The Wallace Historic District was created in 1979 and expanded in 1983 to include more than 1,000 acres.

Magnuson won an injunction against an earlier freeway plan because transportation officials failed to get an environmental impact statement.

Magnuson’s son John, a Coeur d’Alene attorney, said the government had an obligation to consider historic and cultural resources in its choice of a route.

The lawsuit resulted in the 30-foot-tall viaduct that runs 4,400 feet alongside the city. The freeway opened in 1991.

“It was about the best place you could put it,” short of drilling a tunnel to the north, Magnuson said of its current route.

Vester, who took office earlier this year, said the dedication of Magnuson Way is larger than the freeway fight that began 40 years ago.

“I look at it more as a city’s way of honoring Harry and thanking him for all he did for the city of Wallace,” the mayor said.

Repairs reduce I-90 lanes

Interstate 90 between the state line and Post Falls’ Spokane Street will be reduced to one lane in each direction today for repair work on three bridges and ramps. The closure should last about 30 days, officials said.

To help keep traffic flowing through the narrowed construction zone, transportation department workers in marked vehicles will assist motorists with breakdowns, flats and other needs.
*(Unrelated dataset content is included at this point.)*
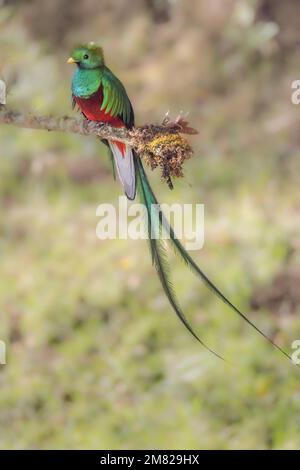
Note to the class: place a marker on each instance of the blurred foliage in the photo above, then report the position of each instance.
(96, 358)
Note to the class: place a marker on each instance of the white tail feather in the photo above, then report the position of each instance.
(125, 168)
The service begins Tuesday and will last through construction, according to the department.

Work to watch for

•In northwest Spokane, a project to install storm water treatment planters and pavement that is pervious to water will begin today along Broadway Avenue from Elm to Oak streets.

Broadway will be closed, and traffic will be detoured onto College Avenue.

•In east Spokane, Second Avenue from Rebecca to Florida streets will be closed through May 15 for sewer installation work. Other small sections of residential streets nearby also are being closed for the work.

•A rail crossing repair will be under way on Fairview Avenue east of Market Street through Wednesday.

•Southeast Boulevard is getting new striping today; traffic restrictions are expected.

Website lists speed traps

If you want to get an idea where law officers might be waiting to catch speeders, a handy Web site called the National Speed Trap Exchange lists favorite spots at www.speedtrap.org.

Be prepared, however – it’s a long list.